Akutstation, Intermediate Care (IMC) und Intensivstation (ITS) bilden ein durchgängiges Versorgungskontinuum. Internist:innen tragen hier die zentrale Verantwortung für Triage, Diagnostik, Akuttherapie, Verlaufskontrolle, Eskalation und Entlassmanagement.

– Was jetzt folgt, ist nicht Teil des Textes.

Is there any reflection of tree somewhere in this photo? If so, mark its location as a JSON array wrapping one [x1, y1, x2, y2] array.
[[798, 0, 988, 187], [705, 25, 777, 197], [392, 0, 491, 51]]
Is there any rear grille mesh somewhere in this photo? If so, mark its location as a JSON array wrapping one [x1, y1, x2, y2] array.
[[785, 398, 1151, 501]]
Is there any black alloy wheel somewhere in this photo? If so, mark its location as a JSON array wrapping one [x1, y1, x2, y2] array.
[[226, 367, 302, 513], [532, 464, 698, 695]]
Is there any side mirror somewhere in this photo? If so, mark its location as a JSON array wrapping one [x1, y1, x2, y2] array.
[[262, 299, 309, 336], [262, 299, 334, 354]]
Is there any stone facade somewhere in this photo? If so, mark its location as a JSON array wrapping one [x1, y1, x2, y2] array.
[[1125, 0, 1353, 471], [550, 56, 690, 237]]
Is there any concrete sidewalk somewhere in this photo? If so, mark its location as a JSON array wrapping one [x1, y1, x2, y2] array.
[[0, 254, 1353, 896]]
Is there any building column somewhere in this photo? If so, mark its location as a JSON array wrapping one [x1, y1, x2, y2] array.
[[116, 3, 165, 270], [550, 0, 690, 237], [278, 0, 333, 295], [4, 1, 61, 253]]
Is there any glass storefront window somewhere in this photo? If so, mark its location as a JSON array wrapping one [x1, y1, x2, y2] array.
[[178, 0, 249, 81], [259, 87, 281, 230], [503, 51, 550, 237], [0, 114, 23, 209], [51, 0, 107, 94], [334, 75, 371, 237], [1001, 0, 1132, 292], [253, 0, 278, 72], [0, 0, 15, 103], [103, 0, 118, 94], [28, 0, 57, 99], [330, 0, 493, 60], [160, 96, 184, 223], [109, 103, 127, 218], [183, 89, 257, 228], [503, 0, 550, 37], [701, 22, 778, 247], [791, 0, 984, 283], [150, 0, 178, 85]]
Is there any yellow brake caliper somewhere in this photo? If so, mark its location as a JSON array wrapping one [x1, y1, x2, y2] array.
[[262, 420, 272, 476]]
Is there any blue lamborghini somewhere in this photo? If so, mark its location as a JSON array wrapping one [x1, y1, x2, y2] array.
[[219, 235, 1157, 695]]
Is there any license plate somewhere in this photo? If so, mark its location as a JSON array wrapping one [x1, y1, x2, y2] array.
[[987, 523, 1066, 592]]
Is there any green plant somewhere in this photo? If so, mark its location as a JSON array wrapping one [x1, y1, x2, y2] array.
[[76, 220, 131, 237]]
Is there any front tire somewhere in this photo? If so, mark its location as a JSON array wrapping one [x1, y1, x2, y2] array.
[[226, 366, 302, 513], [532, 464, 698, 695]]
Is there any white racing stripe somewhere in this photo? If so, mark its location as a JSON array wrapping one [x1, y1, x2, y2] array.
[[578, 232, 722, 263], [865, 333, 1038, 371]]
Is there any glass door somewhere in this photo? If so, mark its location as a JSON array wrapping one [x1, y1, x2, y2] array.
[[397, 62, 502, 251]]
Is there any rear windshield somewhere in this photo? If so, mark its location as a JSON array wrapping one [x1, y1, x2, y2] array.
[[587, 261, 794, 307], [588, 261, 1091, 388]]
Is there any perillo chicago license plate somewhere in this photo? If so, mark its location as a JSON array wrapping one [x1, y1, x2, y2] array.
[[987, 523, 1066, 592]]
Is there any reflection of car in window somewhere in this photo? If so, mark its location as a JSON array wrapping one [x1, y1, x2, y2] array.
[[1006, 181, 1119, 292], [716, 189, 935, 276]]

Damit Patientensicherheit, Qualität und Weiterbildung gleichermaßen gelingen, braucht es ein klar definiertes, praxistaugliches Kompetenzprofil - ergänzt um verlässliche strukturelle Rahmenbedingungen.

Fünf Kernbotschaften

  • Kompetenz folgt Setting: Akutstation, IMC und ITS benötigen abgestufte Kompetenzen - mit klaren Eskalationswegen.
  • Breite internistische Akutkompetenz ist Kernaufgabe: Sepsis, respiratorische Insuffizienz, akutes Koronarsyndrom, Rhythmusstörungen, Blutungen und Intoxikationen müssen sicher beherrscht werden.
  • POCUS und Monitoring sind Schlüsselqualifikationen: Ultraschall, Rhythmusdiagnostik und hämodynamische Einschätzung beschleunigen Entscheidungen und reduzieren Risiken.
  • Weiterbildung muss planbar sein: modular, kompetenzbasiert, mit Supervision, Simulation und geschützter Lernzeit.
  • Struktur entscheidet über Qualität: verlässliche Personalschlüssel, Delegation, digitale Entlastung und interprofessionelle Teams sind Voraussetzung.

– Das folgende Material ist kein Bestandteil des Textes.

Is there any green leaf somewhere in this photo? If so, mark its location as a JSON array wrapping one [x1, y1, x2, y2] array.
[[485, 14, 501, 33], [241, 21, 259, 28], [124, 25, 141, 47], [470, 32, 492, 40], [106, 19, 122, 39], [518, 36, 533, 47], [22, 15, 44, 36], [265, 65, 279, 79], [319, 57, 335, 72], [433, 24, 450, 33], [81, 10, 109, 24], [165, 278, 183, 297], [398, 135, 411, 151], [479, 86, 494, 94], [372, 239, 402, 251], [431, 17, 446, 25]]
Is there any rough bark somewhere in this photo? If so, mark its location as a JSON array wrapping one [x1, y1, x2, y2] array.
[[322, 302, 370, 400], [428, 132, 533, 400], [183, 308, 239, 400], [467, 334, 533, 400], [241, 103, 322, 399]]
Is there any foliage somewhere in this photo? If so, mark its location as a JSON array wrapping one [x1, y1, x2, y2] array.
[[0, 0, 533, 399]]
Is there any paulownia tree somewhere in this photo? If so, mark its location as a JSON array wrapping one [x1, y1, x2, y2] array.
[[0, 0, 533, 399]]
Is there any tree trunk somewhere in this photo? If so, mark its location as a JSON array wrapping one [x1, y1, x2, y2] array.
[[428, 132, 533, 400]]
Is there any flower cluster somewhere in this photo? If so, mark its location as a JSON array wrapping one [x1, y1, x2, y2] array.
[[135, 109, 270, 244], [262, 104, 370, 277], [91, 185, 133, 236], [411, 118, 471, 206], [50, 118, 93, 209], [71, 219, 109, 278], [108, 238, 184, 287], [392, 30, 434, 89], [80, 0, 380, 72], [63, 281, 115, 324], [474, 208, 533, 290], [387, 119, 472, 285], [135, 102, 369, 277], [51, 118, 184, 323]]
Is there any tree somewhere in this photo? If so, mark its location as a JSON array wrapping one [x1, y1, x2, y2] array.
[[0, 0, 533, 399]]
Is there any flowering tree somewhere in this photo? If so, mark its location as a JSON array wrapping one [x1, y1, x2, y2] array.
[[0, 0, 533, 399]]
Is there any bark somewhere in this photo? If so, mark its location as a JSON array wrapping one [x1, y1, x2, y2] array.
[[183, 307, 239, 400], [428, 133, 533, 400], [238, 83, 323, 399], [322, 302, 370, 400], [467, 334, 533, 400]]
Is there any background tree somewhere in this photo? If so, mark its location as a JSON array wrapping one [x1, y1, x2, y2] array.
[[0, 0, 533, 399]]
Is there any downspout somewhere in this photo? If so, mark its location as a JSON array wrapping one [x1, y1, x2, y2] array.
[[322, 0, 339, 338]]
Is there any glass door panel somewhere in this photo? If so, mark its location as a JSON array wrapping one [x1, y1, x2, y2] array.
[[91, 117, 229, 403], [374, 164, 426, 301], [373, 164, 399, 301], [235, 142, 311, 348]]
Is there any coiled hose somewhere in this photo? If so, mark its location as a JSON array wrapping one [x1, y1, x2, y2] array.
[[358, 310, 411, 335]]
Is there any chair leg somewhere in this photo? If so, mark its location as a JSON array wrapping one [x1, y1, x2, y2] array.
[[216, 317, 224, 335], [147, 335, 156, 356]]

Versorgungskontext Akutstation - IMC - ITS

Die stationäre Innere Medizin versorgt zunehmend ältere, multimorbide Patient:innen bei gleichzeitig kürzeren Verweildauern. Die Folge ist eine höhere Akuität auf Normalstationen, eine wachsende Bedeutung der IMC als Puffer- und Überwachungsbereich sowie ein zunehmend komplexes intensivmedizinisches Krankheits- und Therapiespektrum.

Definitionen (kurz)

  • Akutstation: kontinuierliche Reevaluation, frühe Risikoerkennung (z. B. Early Warning Scores) und rasche Diagnostik-/Therapieeinleitung.
  • IMC: engmaschiges Monitoring und Therapie bei drohender Organfunktionsstörung (z. B. NIV, vasoaktive Medikation in niedriger Dosis) ohne Vollersatzverfahren.
  • ITS: Behandlung vital bedrohlicher Zustände mit Organersatzverfahren (invasive Beatmung, Nierenersatz, erweiterte Hämodynamik) und multiprofessioneller Hochleistungsmedizin.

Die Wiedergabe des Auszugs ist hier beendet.